"Problem z Grecją ma charakter zero - jedynkowy. To jest kwestia czy będzie wypadek, czy też go nie będzie. Trudno dzisiaj przewidzieć, jak ta sytuacja będzie wyglądała i jakie będą jej skutki. W tej chwili prognozując wzrost PKB do projektu budżetu na 2013 rok, założyliśmy, że Grecja będzie nadal w strefie euro, ale że problemy i turbulencje na rynkach nadal pozostaną - czy to związane z Grecją, czy innymi krajami" - powiedział PAP Rostowski.

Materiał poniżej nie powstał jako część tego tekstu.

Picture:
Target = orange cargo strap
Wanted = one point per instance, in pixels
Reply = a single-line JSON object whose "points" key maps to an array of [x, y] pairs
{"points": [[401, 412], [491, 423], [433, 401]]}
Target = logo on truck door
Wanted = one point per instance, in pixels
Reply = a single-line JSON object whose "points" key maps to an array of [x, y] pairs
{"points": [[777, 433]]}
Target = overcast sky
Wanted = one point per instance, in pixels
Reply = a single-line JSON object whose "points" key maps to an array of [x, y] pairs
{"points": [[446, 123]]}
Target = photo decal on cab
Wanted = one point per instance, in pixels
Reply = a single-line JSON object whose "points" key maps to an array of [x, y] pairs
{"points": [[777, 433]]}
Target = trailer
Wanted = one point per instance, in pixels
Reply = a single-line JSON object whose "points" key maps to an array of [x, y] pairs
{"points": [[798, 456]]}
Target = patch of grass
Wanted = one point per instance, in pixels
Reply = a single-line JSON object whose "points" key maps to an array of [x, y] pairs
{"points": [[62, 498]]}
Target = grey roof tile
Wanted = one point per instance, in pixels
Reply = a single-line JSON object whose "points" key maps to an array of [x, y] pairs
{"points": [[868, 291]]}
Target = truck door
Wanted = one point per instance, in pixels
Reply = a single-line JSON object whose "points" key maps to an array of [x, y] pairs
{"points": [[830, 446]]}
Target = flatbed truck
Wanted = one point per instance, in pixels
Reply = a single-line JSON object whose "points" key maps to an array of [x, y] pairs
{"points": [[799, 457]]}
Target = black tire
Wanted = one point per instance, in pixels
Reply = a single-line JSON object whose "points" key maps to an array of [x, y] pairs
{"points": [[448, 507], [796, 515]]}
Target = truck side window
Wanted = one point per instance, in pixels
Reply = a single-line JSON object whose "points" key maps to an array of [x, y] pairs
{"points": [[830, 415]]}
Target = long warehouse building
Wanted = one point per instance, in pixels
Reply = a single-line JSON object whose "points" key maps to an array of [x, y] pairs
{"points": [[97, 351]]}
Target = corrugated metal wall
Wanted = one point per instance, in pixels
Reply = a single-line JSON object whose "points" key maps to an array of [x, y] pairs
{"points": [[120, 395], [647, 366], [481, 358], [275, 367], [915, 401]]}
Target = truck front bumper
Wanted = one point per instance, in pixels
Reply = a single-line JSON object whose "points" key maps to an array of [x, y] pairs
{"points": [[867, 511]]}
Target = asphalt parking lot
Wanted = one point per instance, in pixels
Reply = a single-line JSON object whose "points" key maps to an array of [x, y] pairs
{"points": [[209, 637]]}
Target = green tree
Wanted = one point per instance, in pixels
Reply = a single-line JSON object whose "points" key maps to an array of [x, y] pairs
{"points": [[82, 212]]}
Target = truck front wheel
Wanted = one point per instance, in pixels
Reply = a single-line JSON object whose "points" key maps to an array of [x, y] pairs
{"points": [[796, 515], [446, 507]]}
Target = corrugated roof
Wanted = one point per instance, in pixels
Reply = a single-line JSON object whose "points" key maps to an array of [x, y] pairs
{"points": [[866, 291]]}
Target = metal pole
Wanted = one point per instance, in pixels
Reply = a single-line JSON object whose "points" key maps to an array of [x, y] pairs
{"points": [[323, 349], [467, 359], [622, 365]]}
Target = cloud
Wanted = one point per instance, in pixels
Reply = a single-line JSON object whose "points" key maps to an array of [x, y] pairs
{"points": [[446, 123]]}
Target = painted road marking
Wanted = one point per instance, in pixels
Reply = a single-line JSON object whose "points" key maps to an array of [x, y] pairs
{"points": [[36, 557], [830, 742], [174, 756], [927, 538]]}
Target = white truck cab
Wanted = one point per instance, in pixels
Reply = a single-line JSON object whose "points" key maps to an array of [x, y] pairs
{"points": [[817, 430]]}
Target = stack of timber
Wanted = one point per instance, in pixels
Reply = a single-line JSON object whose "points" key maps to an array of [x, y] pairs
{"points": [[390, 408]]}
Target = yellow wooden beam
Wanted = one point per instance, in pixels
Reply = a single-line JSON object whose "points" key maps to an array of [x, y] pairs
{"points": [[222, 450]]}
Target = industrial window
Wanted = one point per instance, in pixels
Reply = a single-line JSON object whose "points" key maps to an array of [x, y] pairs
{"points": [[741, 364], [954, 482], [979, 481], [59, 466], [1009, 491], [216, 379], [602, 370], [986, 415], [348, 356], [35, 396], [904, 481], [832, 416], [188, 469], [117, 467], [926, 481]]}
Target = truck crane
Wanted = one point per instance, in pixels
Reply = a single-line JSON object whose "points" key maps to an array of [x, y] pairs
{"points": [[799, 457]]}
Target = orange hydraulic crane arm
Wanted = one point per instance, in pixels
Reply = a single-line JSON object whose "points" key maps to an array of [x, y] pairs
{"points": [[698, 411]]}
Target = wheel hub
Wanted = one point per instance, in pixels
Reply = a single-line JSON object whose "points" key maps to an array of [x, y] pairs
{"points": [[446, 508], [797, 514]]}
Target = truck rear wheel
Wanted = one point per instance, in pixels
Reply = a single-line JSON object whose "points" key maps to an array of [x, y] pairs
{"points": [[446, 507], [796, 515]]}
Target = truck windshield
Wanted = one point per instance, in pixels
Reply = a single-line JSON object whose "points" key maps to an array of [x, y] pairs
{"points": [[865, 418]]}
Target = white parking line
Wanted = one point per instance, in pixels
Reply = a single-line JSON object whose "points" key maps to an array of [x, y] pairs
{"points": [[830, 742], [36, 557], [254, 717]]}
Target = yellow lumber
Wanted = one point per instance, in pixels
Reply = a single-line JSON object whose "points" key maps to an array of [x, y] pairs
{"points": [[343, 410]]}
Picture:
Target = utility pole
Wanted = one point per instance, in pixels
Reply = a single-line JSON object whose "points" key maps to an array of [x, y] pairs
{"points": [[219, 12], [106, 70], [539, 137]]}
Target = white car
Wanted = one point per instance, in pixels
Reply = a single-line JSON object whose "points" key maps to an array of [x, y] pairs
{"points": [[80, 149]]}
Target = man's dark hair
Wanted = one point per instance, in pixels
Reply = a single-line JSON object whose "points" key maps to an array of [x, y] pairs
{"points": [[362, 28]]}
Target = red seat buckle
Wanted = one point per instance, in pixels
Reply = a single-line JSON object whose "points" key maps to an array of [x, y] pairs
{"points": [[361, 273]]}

Dodał, że "trzeba sobie powiedzieć jasno, że problemem Grecji jest prowadzenie nieodpowiedzialnej polityki fiskalnej, co jest odwrotne do tego, co robimy w Polsce". "My nie zwiększamy deficytu ani zadłużenia, mimo że nas do tego namawiano" - stwierdził.
We wtorek rząd przyjął m.in. założenia do projektu budżetu na 2013 r. i informację o prognozowanych wielkościach makroekonomicznych stanowiących podstawę do opracowania projektu budżetu. Założono, iż wzrost PKB w 2013 r. wyniesie 2,9 proc., a wzrost cen towarów i usług, czyli inflacja - 2,7 proc. Natomiast deficyt budżetu państwa nie będzie wyższy niż 32 mld zł.